Era calor, início de mês, por volta das 15 horas. De fronte a este pobre cronista de vos escreve, uma serpente humana se formava, tendo como final comum, três caixas onde trabalhavam a todo vapor um careca, uma oriental de meia idade, e uma mulher, já noiva (percebi pela gigante aliança dourada na mão direita) e linda, de cabelos acastanhados e sorriso brando. Percebi que todos os homens, em uma conspiração silenciosa, desejavam por motivos óbvios por ela serem atendidos.

É engraçada a reação das pessoas em uma fila de banco. Apesar de muito próximas uma das outras, elas evitam a todo custo o contato físico e muito raramente arriscam qualquer relação de diálogo. Nessa condição cada um se distrai à sua maneira, uns falam ao celular, outros com fones dependurados na orelha ouvem uma música qualquer. Já eu vou além e como antídoto do tédio, volto minhas atenções para a porta giratória e com detector de metais, torcendo maliciosamente para ela travar com a entrada de alguém.

Aos poucos, canso de me divertir com o constrangimento alheio. Minhas pernas reclamam assento, meu estômago reclama fome e minha epiderme reclama banho. Mas não adianta. Quanto mais apreensivo fico, menos a fila caminha. Além do mais por que se incomodar se tudo, absolutamente tudo, é organizado em filas?

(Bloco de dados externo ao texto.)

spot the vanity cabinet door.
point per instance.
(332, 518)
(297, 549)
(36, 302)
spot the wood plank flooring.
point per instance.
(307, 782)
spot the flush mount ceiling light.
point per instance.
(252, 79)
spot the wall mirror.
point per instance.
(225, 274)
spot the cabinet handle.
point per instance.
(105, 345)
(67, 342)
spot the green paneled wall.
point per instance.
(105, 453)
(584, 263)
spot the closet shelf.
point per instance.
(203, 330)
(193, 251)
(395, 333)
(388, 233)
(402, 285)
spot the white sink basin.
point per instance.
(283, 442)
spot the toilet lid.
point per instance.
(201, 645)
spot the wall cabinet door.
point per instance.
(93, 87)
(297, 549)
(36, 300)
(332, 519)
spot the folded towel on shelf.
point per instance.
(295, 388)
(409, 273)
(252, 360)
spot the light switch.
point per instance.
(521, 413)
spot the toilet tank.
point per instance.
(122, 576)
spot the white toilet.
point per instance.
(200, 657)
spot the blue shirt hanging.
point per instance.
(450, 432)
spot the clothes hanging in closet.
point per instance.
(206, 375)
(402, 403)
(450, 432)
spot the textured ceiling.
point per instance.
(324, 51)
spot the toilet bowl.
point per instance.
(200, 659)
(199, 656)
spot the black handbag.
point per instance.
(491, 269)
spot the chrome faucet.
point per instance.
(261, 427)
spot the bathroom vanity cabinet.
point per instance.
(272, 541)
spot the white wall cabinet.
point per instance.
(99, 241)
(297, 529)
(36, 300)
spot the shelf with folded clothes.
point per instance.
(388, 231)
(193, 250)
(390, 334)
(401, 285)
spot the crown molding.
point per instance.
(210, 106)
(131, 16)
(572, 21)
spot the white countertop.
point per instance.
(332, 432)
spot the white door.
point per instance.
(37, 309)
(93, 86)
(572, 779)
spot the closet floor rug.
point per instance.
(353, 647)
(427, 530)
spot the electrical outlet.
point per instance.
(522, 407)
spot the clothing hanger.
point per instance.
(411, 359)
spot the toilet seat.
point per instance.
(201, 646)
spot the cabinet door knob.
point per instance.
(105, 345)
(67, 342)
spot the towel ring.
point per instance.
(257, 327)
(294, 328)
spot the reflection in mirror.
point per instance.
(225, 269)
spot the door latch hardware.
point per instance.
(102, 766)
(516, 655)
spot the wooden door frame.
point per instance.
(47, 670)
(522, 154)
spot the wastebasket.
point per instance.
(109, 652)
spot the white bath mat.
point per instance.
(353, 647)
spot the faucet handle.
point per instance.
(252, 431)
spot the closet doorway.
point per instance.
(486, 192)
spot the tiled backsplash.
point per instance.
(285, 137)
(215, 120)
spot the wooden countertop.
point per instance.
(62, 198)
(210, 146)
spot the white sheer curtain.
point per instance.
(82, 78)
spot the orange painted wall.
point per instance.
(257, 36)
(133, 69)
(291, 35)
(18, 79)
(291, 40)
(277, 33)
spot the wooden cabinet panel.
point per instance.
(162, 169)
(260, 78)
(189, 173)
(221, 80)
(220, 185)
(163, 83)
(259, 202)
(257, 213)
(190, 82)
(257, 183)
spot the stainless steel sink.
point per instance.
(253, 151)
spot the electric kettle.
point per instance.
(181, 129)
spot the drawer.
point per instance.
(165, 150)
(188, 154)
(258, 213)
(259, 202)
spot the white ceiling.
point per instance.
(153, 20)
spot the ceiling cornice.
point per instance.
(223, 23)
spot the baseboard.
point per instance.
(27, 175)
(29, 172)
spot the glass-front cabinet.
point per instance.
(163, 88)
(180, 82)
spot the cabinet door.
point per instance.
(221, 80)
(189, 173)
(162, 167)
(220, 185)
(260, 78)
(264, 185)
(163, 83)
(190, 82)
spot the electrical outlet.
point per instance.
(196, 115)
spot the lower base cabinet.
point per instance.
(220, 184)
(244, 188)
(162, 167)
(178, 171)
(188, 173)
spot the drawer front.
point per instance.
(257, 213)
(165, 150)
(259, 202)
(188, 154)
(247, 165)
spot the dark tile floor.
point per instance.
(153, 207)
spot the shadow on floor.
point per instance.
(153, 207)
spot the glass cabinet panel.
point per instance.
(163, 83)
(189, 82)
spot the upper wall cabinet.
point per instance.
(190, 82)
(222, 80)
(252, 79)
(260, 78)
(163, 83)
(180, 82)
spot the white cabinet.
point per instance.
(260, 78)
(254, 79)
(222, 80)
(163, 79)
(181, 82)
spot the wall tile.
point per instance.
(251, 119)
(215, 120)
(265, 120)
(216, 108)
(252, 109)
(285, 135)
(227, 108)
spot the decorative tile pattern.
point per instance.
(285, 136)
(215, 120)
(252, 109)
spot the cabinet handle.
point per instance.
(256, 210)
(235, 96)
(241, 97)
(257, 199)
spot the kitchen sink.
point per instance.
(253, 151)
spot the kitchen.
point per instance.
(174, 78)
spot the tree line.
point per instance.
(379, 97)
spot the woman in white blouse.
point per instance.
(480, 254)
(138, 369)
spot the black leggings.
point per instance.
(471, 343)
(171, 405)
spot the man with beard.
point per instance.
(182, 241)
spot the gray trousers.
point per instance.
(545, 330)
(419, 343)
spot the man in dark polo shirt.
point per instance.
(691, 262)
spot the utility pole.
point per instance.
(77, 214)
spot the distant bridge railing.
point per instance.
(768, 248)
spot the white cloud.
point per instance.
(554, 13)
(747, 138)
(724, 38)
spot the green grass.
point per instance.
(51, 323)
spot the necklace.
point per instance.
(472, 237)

Verdade. É só observar. Fila das idades, dos amores, das vaidades, das prioridades, das horas, dos quilômetros, da esperança, fila disso, fila daquilo... Desde o zigoto somos convidados para uma contagem regressiva, onde após o primeiro choro estreamos naquela que é a mais importante das filas, a da vida, que de gozo e desamor, experiência e convivência, tal como num jogo de ciranda nos dá passaporte para uma outra fila, mais tênue, mas não menos certa: a da morte. Fila como toda fila. Como a do pão-francês, do trânsito, do cinema ou do banco em um dia acalorado, de início de mês por volta das 15 horas.

E falando em fila, não há como negar que já há algum tempo que essa crônica se encontra pronta, corrigida e revisada, esperando em tinta preta nas folhas de um caderno velho para ser utilizada e apreciada pela retina dos leitores alheios, mas sabe como é... Tão certo como chover molhado, a fila anda. Sempre. Porém, às vezes tarda.